1 Huge Risk That Gene-Editing Stock Investors Desperately Need to Know

Other than running out of money, what economic risk do Intellia Therapeutics, (NASDAQ: NTLA) CRISPR Therapeutics, (NASDAQ: CRSP) Bluebird Bio, (NASDAQ: BLUE) and a bunch of other cutting-edge gene-editing biotechs have in common? There are a bunch of valid answers to that question, but here's a big clue regarding the one I'm thinking of: Gilead Sciences (NASDAQ: GILD) infamously fell victim to this risk, much to its detriment. 

Still stumped? Let's take a walk down memory lane and explore how creating an extremely effective medicine can result in disaster for investors even as it massively improves patients' lives. 

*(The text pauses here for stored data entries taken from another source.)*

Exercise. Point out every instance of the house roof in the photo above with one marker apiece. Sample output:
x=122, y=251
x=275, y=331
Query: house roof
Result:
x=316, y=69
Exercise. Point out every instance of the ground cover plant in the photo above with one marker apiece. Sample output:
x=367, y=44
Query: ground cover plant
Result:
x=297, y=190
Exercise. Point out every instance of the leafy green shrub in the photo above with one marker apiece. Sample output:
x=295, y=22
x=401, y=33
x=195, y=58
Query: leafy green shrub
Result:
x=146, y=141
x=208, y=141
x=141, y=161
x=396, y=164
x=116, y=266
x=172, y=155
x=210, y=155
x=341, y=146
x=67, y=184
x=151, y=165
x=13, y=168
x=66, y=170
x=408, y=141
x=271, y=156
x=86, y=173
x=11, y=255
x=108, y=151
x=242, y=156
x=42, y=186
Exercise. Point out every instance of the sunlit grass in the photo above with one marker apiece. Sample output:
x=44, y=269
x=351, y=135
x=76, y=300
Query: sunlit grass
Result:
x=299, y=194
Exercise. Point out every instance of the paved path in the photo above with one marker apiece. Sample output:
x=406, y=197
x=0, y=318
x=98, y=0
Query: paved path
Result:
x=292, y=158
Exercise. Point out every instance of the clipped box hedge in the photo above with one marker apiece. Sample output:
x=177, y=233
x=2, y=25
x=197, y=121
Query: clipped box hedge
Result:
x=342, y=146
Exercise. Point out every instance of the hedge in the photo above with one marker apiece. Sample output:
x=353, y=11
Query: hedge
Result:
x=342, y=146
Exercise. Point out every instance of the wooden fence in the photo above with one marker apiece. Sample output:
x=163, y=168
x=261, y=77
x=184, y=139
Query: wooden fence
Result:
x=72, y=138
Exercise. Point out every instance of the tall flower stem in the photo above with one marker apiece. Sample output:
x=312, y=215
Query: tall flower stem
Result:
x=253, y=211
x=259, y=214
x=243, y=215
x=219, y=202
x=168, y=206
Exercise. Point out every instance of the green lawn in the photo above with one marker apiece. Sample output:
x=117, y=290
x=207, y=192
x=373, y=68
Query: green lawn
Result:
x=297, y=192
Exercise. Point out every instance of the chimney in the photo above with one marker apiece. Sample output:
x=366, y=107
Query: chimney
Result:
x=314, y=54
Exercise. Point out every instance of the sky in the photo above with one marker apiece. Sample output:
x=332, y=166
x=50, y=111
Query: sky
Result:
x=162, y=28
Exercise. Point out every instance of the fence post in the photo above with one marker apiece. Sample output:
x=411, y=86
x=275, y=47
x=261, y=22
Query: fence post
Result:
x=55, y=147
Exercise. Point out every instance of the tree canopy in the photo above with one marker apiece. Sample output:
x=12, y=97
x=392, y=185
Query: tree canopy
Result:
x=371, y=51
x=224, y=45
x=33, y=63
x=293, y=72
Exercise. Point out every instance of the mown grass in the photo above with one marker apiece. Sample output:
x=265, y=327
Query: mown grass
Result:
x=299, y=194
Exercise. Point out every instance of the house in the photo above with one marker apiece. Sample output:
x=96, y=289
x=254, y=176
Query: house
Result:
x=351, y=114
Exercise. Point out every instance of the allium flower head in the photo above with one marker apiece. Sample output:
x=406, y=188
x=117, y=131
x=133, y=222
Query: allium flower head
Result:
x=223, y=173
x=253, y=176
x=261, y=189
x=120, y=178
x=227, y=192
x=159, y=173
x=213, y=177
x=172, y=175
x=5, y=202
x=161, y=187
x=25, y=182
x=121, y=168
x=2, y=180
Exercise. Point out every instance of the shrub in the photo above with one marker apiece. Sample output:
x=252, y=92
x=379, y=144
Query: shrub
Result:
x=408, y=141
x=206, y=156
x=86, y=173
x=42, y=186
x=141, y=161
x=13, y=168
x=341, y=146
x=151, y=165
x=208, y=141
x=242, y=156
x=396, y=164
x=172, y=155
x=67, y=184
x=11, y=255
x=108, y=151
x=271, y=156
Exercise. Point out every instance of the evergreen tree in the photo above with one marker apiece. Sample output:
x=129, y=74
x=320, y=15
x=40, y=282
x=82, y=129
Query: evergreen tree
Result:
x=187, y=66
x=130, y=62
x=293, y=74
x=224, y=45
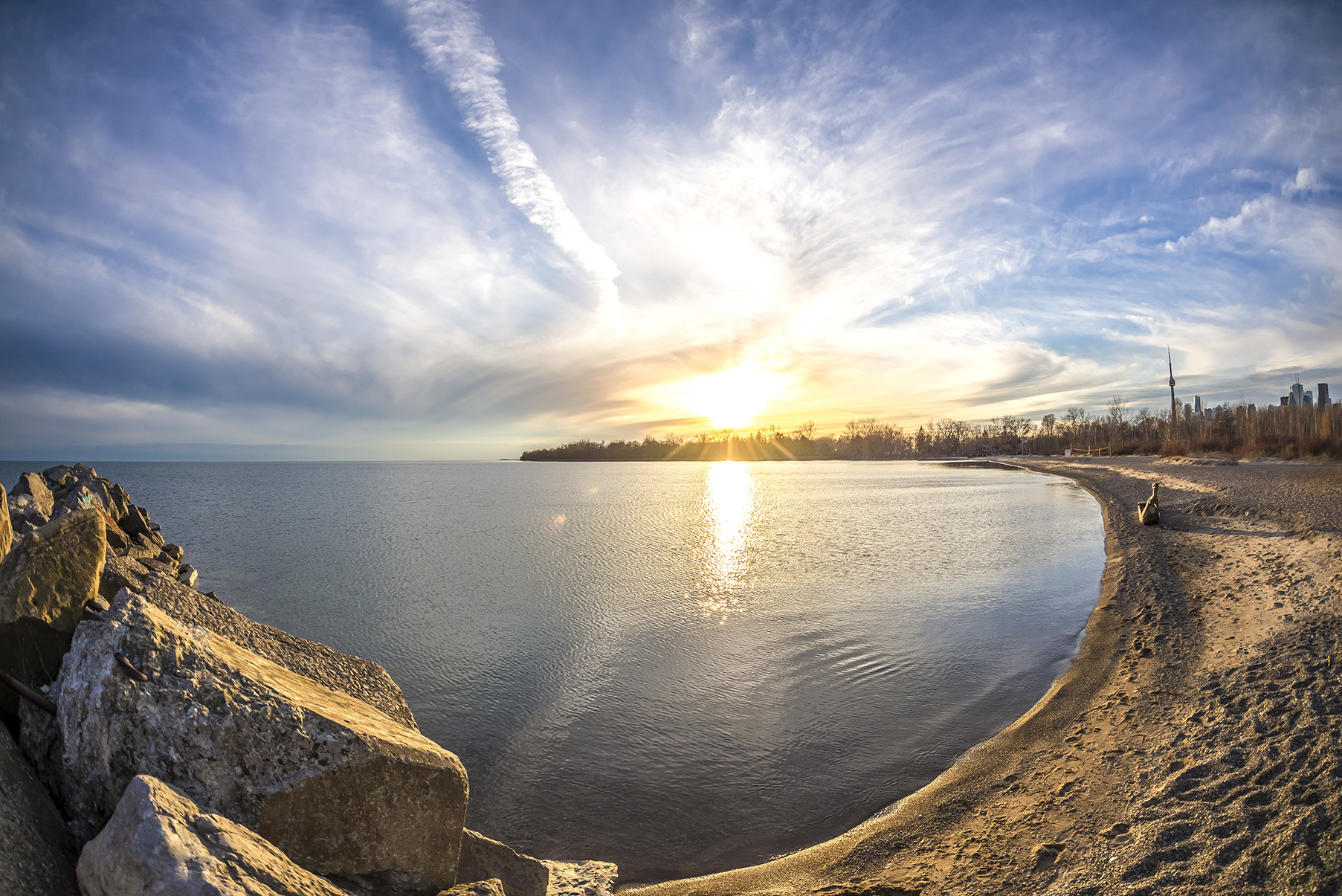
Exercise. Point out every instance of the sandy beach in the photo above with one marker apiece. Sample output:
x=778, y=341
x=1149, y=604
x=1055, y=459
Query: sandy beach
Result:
x=1192, y=746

Gilead's treatment for hepatitis C, called Sovaldi, launched in 2013 to widespread acclaim, thanks to its ability to permanently cure as many as 95% of the patients who took it for just three months. Its stock more than doubled that year, and tens of thousands of patients flocked to start treatment to cure their chronic condition. In 2014, the company raked in more than $10 billion in sales, and it soon launched an even more effective therapy called Harvoni in 2015. But by the end of 2016, sales of both medicines were crashing, and the stock fell by 31%. Neither management nor Wall Street analysts had any expectations of a rebound.